Jenks High School, where I work, has a planetarium in the science building. It hosts thousands of students and residents each year and is a point of local pride — when our band was in the Rose Bowl, it was the tidbit about Jenks selected to share with the nation.
For reasons unclear and inexplicable, the District is shutting it down.
I’m pretty upset — a lot of us are pretty upset — and I decided to attend tonight’s School Board meeting to share my thoughts. Here is what I said.
Thank you for the opportunity to speak tonight. I come both as a science teacher at the high school and also as a Jenks resident of six years. I’m here tonight because I believe that closing the planetarium is a significant mistake – a mistake educationally, a mistake procedurally, and a mistake symbolically. When I received the notice, I was stunned. My first reaction was dismay, followed swiftly by disappointment. The decision seems to stand opposite to the way we present this District to the world, the way we present this District to ourselves.
Jenks is unique among schools in Oklahoma in having such a facility – so much so that other local districts line up to partake. The planetarium is an excellent promoter of the District and a notable retention tool. Families notice distinctive opportunities; teachers do, too. The planetarium signals our high valuation of science and unique learning environments, giving us an easier time attracting ambitious students and supportive families as well as high-quality faculty.
The planetarium is an impressive multiplier. It serves the entire District population and supports not only astronomy but physics, earth science, geography, chemistry, and even cross-curricular programming. That’s an impressively efficient use of space and resources. Each year, thousands of students, from first grade through senior year, sit under that dome and are reminded that learning is bigger than themselves – that they are part of something bigger than themselves.
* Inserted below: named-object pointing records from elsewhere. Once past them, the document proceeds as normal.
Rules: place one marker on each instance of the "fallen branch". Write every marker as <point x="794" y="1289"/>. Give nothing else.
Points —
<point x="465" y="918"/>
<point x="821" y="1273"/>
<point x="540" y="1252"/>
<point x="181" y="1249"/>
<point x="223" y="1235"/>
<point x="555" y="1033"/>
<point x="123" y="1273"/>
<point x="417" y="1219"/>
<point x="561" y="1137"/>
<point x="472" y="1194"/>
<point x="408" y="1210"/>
When I talk with people from outside the state – people who, only half-jokingly, ask why someone would move to Oklahoma to teach science – I need only mention the planetarium to quell their confusion. A planetarium universally says, we take our science education seriously. I’m not exactly sure what they’ll think when they hear we had a planetarium but abandoned it, but I can guess. In a time when science is under attack, having a public school maintain and share a planetarium is a stunning symbol of our commitment to the proposition that access to the beauty of the Universe, of science, of human learning in general, is the common and unshakable birthright of all members of society.
Shuttering it is a stunning symbol, too, whether or not that is the conscious intent.
Jenks prides itself on embodying innovation, forward thinking, and leadership in education. Far from being peripheral to that vision, the planetarium is emblematic of it. I urge the Board to reverse this decision or, at the very least, pause it. Invite stakeholder input and seriously explore ways to preserve this amazing program and facility, this obvious and irrefutable symbol of a commitment to science and higher learning. If Jenks is going to lead, let us lead by protecting the sort of program that other districts wish they had.
Thank you for your time and attention.